Markets on Monday, when the CNY 5-year interest rates weren't cut at all
- Image credit: Harry Potter and the Sorcerer’s Stone (2001) / Warner Bros. via Tenor

📖 MoneyFitt Explains

🎓 Franchises

The franchise business model allows individuals or companies to own and operate their own businesses under the umbrella of an established brand, the franchisor. The franchisor (or the master franchise owner appointed by the franchisor for a territory) provides the franchisee with a proven business model, training, marketing support and other resources to help them succeed. In exchange, the franchisee pays an initial fee and ongoing royalties to the franchisor, often purchasing materials exclusively from the franchisor or its nominated suppliers.
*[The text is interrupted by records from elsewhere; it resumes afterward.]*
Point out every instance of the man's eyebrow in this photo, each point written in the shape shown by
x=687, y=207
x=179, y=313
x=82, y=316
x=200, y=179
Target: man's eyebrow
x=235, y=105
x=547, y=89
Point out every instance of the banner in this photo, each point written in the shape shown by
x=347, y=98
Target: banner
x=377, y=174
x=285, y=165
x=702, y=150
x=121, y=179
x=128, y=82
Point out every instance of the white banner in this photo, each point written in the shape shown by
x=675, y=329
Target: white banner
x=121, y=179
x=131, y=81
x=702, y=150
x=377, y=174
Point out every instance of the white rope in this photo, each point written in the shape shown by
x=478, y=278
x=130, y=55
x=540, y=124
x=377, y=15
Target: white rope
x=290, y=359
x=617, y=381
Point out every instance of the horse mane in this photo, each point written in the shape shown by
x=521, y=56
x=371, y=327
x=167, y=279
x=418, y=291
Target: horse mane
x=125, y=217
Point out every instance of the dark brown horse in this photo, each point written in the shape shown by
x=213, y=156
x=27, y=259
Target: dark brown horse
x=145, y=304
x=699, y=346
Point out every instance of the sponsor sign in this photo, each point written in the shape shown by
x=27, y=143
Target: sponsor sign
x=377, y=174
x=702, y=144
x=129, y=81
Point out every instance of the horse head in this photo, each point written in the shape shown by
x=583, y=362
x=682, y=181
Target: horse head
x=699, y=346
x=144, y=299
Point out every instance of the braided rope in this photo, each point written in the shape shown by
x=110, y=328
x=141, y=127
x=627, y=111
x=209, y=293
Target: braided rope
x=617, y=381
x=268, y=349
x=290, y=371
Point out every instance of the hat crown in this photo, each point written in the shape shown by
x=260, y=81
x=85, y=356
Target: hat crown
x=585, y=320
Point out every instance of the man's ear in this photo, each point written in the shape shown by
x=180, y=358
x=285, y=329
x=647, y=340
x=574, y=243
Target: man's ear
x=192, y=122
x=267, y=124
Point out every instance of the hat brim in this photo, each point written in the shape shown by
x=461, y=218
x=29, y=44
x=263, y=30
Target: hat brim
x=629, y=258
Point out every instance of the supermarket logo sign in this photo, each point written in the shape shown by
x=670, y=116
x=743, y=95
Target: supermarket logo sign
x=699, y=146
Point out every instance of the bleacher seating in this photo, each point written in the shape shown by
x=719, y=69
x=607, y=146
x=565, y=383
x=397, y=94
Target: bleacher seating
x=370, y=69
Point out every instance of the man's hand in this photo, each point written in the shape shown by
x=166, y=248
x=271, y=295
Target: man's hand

The model is popular because it allows entrepreneurs to start their own businesses with less risk than starting from scratch, though often at a high initial investment. Franchisees benefit from the established brand recognition and customer base of the franchisor, as well as the support and resources provided by the franchisor, but are also usually required to follow strict guidelines and procedures. Franchisors benefit from the expansion of their brand and the revenue generated by franchise fees, royalties and other franchisee payments.

Franchise-based businesses can be found in many industries, including food service, retail, convenience stores and -surprising to some- hospitality. Some well-known examples include McDonald's, Subway, 7-Eleven, Family Mart and Marriott International.